Todavía existen algunos. Por eso, los elogios referidos a los que conocí en el
pasado, son también para ellos.
El cuerpo de médicos titulares ha sido la columna vertebral
de la medicina española hasta hace bien poco. No han desaparecido porque siguen siendo muy necesarios en muchos pueblos y aldeas de
nuestra geografía rural.
Su perfil se desfiguró algo con la implantación y
generalización de ambulatorios y servicios de urgencia. Después, los centros
de salud trajeron un gran avance, en capacidades resolutivas, a nuestra atención primaria de salud.
Sin embargo, hasta hace 30 años eran, exclusivamente, los médicos de APD (asistencia pública domiciliaria) y los de cabecera de la Seguridad Social
(con frecuencia, las mismas personas) quienes soportaban una intensa presión
asistencial y remediaban infinidad de patologías, detectando y derivando a
especialistas y hospitales los procesos más específicos y graves.
Con todo lo criticado que acabó siendo el “invento”
de los ambulatorios, éstos aportaron un primer avance sobre lo anterior: la
absoluta y heroica soledad del médico titular.

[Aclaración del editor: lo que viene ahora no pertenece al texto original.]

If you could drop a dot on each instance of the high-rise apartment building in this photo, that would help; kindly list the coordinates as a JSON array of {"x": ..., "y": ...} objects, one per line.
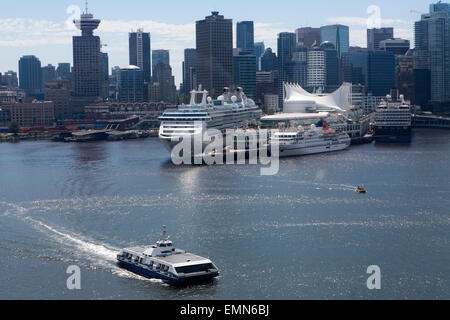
[
  {"x": 140, "y": 52},
  {"x": 245, "y": 73},
  {"x": 157, "y": 57},
  {"x": 245, "y": 36},
  {"x": 214, "y": 38},
  {"x": 308, "y": 36},
  {"x": 338, "y": 35},
  {"x": 376, "y": 35},
  {"x": 30, "y": 75}
]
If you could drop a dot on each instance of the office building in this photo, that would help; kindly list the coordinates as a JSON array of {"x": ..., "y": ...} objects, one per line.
[
  {"x": 245, "y": 73},
  {"x": 131, "y": 84},
  {"x": 338, "y": 35},
  {"x": 286, "y": 48},
  {"x": 380, "y": 73},
  {"x": 63, "y": 71},
  {"x": 308, "y": 36},
  {"x": 432, "y": 57},
  {"x": 59, "y": 93},
  {"x": 30, "y": 75},
  {"x": 214, "y": 38},
  {"x": 87, "y": 65},
  {"x": 376, "y": 35},
  {"x": 140, "y": 52},
  {"x": 157, "y": 57},
  {"x": 245, "y": 36},
  {"x": 397, "y": 46},
  {"x": 48, "y": 74},
  {"x": 189, "y": 70},
  {"x": 259, "y": 51},
  {"x": 36, "y": 113}
]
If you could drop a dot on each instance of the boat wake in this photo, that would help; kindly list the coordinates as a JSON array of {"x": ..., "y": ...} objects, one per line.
[{"x": 83, "y": 251}]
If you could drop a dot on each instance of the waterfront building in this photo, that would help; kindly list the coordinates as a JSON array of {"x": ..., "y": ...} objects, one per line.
[
  {"x": 397, "y": 46},
  {"x": 30, "y": 75},
  {"x": 380, "y": 73},
  {"x": 63, "y": 71},
  {"x": 269, "y": 61},
  {"x": 48, "y": 74},
  {"x": 376, "y": 35},
  {"x": 131, "y": 84},
  {"x": 432, "y": 57},
  {"x": 259, "y": 51},
  {"x": 245, "y": 73},
  {"x": 332, "y": 66},
  {"x": 245, "y": 36},
  {"x": 87, "y": 64},
  {"x": 214, "y": 39},
  {"x": 36, "y": 113},
  {"x": 308, "y": 36},
  {"x": 189, "y": 70},
  {"x": 316, "y": 69},
  {"x": 59, "y": 93},
  {"x": 286, "y": 48},
  {"x": 9, "y": 80},
  {"x": 158, "y": 56},
  {"x": 338, "y": 35},
  {"x": 140, "y": 52},
  {"x": 166, "y": 81}
]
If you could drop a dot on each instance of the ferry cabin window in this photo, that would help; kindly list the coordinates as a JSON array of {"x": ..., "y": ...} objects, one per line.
[{"x": 195, "y": 268}]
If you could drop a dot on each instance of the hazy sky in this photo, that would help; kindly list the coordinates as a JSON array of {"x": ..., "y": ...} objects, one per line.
[{"x": 44, "y": 28}]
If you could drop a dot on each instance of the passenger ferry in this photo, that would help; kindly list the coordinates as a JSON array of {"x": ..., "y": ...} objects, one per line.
[
  {"x": 393, "y": 121},
  {"x": 231, "y": 110},
  {"x": 319, "y": 139},
  {"x": 163, "y": 261}
]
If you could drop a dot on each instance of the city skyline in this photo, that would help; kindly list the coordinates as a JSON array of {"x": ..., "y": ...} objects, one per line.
[{"x": 47, "y": 31}]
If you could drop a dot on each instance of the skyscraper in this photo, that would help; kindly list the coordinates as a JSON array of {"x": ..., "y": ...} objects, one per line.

Habiendo trabajado siempre en el medio hospitalario, he tenido la suerte de conocer de cerca a algunos de esos
grandes profesionales de la medicina asistencial y la salud pública, porque eran
los responsables de ambas tareas.
Es de justicia dedicar un artículo de este blog, que
pretende divulgar aspectos éticos, a reconocer y homenajear a quienes
fueron los artífices esenciales de esa medicina, durante muchos años y
hasta bien mediado el pasado siglo.
Eran el único referente sanitario para sus
poblaciones. Diagnosticaban y trataban la inmensa mayoría de las enfermedades,
controlaban embarazos, asistían partos, practicaban pequeña cirugía, extraían
piezas dentarias, curaban heridas y otras
lesiones, inmovilizaban fracturas, vacunaban a recién nacidos y a escolares, realizaban autopsias judiciales en cementerios locales, controlaban la
salubridad de las aguas, hacían medicina preventiva y difundían prácticas
de higiene. Atendían en consulta (su casa) y a domicilio, así como las
emergencias e imprevistos, durante las 24 horas del día, con obligación de servicio
permanente en toda la extensión de sus demarcaciones.

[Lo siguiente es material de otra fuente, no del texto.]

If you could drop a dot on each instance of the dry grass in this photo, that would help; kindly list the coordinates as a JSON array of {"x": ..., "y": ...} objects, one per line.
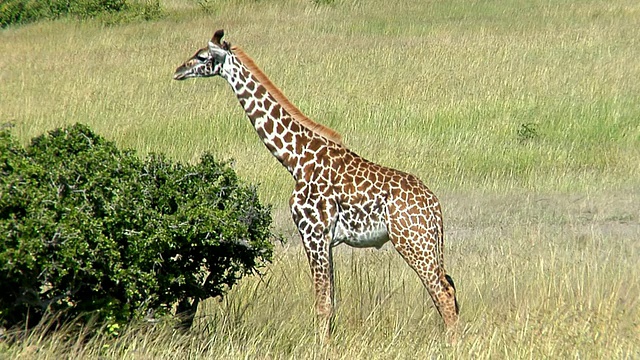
[{"x": 543, "y": 232}]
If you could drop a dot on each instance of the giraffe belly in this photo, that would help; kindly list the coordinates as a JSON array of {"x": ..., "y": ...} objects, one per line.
[{"x": 372, "y": 234}]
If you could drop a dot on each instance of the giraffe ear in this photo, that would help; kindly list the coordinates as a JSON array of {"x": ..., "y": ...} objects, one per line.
[{"x": 217, "y": 37}]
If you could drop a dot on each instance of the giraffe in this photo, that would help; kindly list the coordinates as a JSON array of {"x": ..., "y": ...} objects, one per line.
[{"x": 339, "y": 197}]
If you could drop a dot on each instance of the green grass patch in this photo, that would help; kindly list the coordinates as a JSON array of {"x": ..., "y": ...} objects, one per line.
[{"x": 543, "y": 232}]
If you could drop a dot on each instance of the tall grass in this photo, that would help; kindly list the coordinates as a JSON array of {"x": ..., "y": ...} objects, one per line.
[{"x": 542, "y": 230}]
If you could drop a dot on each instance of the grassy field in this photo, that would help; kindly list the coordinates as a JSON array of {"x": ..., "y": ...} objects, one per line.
[{"x": 523, "y": 116}]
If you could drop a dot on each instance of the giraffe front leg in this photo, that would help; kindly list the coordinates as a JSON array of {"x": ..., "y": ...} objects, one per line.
[
  {"x": 321, "y": 263},
  {"x": 420, "y": 256}
]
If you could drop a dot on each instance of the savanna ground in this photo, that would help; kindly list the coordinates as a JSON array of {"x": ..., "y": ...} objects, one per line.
[{"x": 523, "y": 116}]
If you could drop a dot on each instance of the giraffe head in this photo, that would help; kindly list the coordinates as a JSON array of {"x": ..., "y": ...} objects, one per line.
[{"x": 207, "y": 61}]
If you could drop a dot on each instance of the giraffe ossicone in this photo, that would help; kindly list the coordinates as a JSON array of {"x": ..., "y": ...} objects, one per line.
[{"x": 339, "y": 197}]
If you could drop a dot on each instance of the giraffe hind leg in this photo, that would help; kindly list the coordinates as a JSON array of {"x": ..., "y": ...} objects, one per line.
[{"x": 453, "y": 285}]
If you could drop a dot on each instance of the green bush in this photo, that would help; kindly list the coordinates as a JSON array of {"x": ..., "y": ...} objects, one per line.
[
  {"x": 89, "y": 230},
  {"x": 24, "y": 11}
]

No sólo se limitaban a hacer lo mucho enumerado. Además,
aconsejaban frente a problemas de cualquier índole, ayudaban a tomar decisiones
importantes, aliviaban el dolor, la angustia y el sufrimiento, acompañaban al moribundo y le procuraban una
muerte digna. Consideraban sagrados, tanto el secreto como la intimidad de los pacientes
y, si alguna vez se mostraban paternalistas, lo hacían a beneficio de sus
enfermos, en coherencia con la idiosincrasia del tiempo que les tocó vivir.
Proyectaban seriedad, nobleza, seguridad, decencia, valentía y
bondad. Eran tan apreciados como imprescindibles.
Desde la perspectiva actual, conociendo sus carencias en infraestructuras y en medios, justo es recordarlos con legítima admiración
y devoción.
Dedicado a Felisa Hernández, en su 85 cumpleaños. Esposa y hermana de dos médicos ya fallecidos: Félix Ramos y Ángel Hernández. Ambos fueron dignísimos
exponentes de lo aquí reflejado. Su memoria y ejemplo son un gran orgullo para sus familias.